Delia blieb stehen, horchte. Ein Zwilling sagte: »Rosalie hat eine
popelige Papierserviette«, und am liebsten hätte Delia ihr eins auf den Mund
gegeben.
    Es war eine Dame. Eine ältere,
aufgebrachte Dame, die unverständlich vor sich herredete. So. Also doch, eine
Patientin. Delia war unerwartet erleichtert. Sie sagte: »Nun!

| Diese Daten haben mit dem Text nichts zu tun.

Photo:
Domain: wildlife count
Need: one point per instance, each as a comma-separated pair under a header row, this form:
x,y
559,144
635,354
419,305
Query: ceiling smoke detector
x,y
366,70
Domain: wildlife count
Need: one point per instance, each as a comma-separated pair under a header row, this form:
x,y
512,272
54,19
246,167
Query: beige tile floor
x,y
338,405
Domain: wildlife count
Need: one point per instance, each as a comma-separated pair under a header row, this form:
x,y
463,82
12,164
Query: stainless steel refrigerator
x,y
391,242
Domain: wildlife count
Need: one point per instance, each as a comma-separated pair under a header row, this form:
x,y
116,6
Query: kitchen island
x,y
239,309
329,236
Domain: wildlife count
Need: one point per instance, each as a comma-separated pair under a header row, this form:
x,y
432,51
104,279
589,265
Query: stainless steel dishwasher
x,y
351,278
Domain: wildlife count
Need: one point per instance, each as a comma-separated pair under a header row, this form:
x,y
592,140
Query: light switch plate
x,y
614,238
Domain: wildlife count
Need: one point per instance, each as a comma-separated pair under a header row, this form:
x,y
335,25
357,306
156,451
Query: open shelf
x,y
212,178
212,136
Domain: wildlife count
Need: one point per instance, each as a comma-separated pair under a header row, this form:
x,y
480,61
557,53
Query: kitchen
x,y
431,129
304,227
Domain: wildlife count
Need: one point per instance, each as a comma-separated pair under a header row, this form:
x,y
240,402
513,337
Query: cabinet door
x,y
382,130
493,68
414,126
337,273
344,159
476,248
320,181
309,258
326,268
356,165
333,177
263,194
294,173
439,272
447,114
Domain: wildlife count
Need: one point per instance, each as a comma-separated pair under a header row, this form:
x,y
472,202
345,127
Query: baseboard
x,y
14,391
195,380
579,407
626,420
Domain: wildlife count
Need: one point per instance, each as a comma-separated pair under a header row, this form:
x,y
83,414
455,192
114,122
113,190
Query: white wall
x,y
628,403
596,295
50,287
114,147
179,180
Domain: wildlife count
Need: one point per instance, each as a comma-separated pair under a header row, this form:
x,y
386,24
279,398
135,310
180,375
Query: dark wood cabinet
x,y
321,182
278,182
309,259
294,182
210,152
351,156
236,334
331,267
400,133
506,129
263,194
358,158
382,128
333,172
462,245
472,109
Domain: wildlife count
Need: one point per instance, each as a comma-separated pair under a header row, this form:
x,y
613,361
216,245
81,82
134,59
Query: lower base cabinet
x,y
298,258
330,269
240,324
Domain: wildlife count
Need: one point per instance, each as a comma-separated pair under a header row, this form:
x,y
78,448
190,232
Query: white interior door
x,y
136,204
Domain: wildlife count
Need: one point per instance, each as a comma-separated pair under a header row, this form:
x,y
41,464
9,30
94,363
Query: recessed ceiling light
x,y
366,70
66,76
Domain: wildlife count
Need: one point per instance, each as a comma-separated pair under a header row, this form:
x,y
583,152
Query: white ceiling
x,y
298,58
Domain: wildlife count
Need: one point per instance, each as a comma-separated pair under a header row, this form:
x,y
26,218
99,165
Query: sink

Möchte jemand
irgend etwas aus der Küche?« Doch bevor sie sich auf den Weg machen konnte,
führte Sam seinen Besuch ins Zimmer.
    Gut über siebzig, ein teigiges
Faltengesicht mit dickem Rouge und dunkelroten Lippen, ein schwarzgefärbter
Lockenwust — die Frau näherte sich auf unsäglich winzigen, zehenfreien Schuhen,
die kaum unter dem unförmigen schwarzen Kleid zum Vorschein kamen. Mit ihren
fetten, beringten Händen umfaßte sie eine Beuteltasche, und von ihren
Ohrläppchen baumelten Diamanttropfen. All dies nahm Delia wahr und sah
gleichzeitig hinter der Frau Sams erstauntes Gesicht. »Dee?« sagte er, »diese
Dame sagt -«
    Die Frau fragte: »Sind Sie Mrs.
Delia Grinstead?«
    »Ja, wieso?«
    »Ich möchte, daß Sie den Mann
meiner Tochter in Ruhe lassen.«
    Am Tisch herrschte plötzlich
äußerste Aufmerksamkeit. Delia spürte es, auch wenn sie sich zwang, die Frau
anzuschauen. Sie sagte: »Ich habe keine Ahnung, wovon Sie sprechen.«
    »Sie wissen genau, was ich
meine! Mein Schwiegersohn, Adrian Bly-Brice. Oder haben Sie schon den Überblick
verloren? Haben Sie so viele Liebhaber, daß Sie sie nicht mehr
auseinanderhalten können?«
    Jemand kicherte. Ramsay. Delia
empfand es, gelinde gesagt, als Beleidigung, doch sie konzentrierte sich auf
das Naheliegende. Sie sagte: »Mrs. hm, also wirklich — «
    Ärgerlich, daß sie wie ein
kleines Mädchen klang!
    »Sie zerstören eine glückliche
Ehe«, wetterte die alte Dame. Sie stand ihr gegenüber am Tisch, an Sams leerem
Platz. Sie betrachtete Delia aufgebracht, die Wimpern um ihre Augen waren dicht
mit Maskara verkleistert und beschatteten das Gesicht wie kleine Markisen.
»Sicher haben sie ihre Hochs und Tiefs, wie alle jungen Paare«, sagte sie,
»aber sie versuchen, damit fertig zu werden, das sag’ ich Ihnen! Sie treffen
sich und gehen zusammen aus, hat er das erzählt?